In contrast to COVID-19, much is known about invasive aspergillosis. This infection is caused by microscopic Aspergillus spores, which are typically present in the air we breathe. Aspergillus spores do not cause infection in people who are otherwise healthy with functioning immune systems. However, people who, for example, are severely immunocompromised as a result of cancer treatment or immunosuppressive medications can become seriously ill after breathing in this dangerous fungal pathogen, with mortality rates ranging from 40 to 90 percent even after treatment with existing antifungal therapies.
Physicians on the frontlines managing severe COVID-19 infections are now sounding the alarm that their patients are also at significant risk for developing the deadly superinfection, invasive aspergillosis. Originally reported in China and France, anecdotal reports of this infection in patients with severe COVID-19 are now appearing on social media from physicians in New York, California, Washington, the Netherlands, and the United Kingdom. In one study from France, one third of ICU patients with COVID-19 also had invasive aspergillosis. While this is not entirely unexpected—we have long known patients with severe pneumonia caused by influenza are also at risk for invasive aspergillosis—these new stories are incredibly devastating.
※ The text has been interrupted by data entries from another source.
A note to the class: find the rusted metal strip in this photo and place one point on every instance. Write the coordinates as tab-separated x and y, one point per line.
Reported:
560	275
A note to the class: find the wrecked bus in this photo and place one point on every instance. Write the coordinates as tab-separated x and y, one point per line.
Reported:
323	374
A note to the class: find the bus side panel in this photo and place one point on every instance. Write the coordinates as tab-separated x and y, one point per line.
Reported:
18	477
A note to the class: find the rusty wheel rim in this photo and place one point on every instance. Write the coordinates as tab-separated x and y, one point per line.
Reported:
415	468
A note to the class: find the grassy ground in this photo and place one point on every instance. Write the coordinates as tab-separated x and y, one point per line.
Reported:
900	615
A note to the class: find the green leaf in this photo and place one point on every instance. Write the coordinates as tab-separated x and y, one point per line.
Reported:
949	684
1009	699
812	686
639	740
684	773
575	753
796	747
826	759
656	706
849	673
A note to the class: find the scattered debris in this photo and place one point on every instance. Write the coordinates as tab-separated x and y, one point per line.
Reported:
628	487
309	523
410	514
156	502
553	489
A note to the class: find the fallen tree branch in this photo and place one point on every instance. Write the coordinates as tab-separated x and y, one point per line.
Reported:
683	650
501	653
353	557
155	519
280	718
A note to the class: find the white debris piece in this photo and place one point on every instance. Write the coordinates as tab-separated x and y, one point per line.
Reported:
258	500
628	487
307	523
Treating these critically ill patients with not one, but two deadly infections presents a huge challenge for clinicians, as there are only a few antifungal drugs options available. In fact, there hasn’t been a new class of antifungal drugs for aspergillosis approved in the last 20 years. The currently available antifungal drugs have significant limitations, including the potential for life-threatening drug interactions and serious side effects such as kidney or liver toxicity, and with reports that severe COVID-19 infection alone can cause damage to multiple organ systems including the liver, kidney and heart, these safety concerns become even more problematic.
Compounding the problem further, resistance to currently approved medicines has been developing in some fungal pathogens, rendering these antifungal drugs not only unsafe, but ineffective in many cases. Now more than ever, it is critical that we develop new antifungal drugs that are effective and safe to treat invasive aspergillosis and other invasive fungal infections and are active against fungal strains resistant to current therapies.
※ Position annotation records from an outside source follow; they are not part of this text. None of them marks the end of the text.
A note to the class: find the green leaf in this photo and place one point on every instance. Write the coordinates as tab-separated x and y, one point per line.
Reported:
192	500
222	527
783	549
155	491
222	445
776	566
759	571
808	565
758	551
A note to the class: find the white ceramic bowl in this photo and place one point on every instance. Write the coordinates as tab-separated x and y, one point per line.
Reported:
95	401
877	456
To specifically address the problem of fungal superinfections in patients with serious COVID-19 infection, many leading experts are advocating the importance of identifying and managing these superinfections early. But even with these efforts, our lack of optimal treatment options will likely still lead to an increasing death toll. Early detection is not enough.
In the days, weeks and months to come, Congress will continue to consider additional legislative actions in the fight against COVID-19, debating how we can be better prepared for emerging public health challenges in the future. While the immediate focus will be on developing antivirals and vaccines for the treatment and prevention of COVID-19, it is vital that policymakers keep in mind the fundamental importance of the continued development of novel antifungal therapies. In the past, development of novel anti-infective agents, such as antifungals, was the domain of major pharmaceutical companies, but these efforts have been largely abandoned and it is small biotech companies who are shouldering the burden of developing these innovative drugs that are so desperately needed.
The recent emergence of COVID-19 serves as a stark reminder that there is a need for continued innovation to ensure we will always have safe and effective antifungal drugs to treat patients with serious invasive fungal infections. More than ever, now is the time to keep our foot on the “gas pedal” of antifungal drug development to ensure we have these life-saving medicines in the future.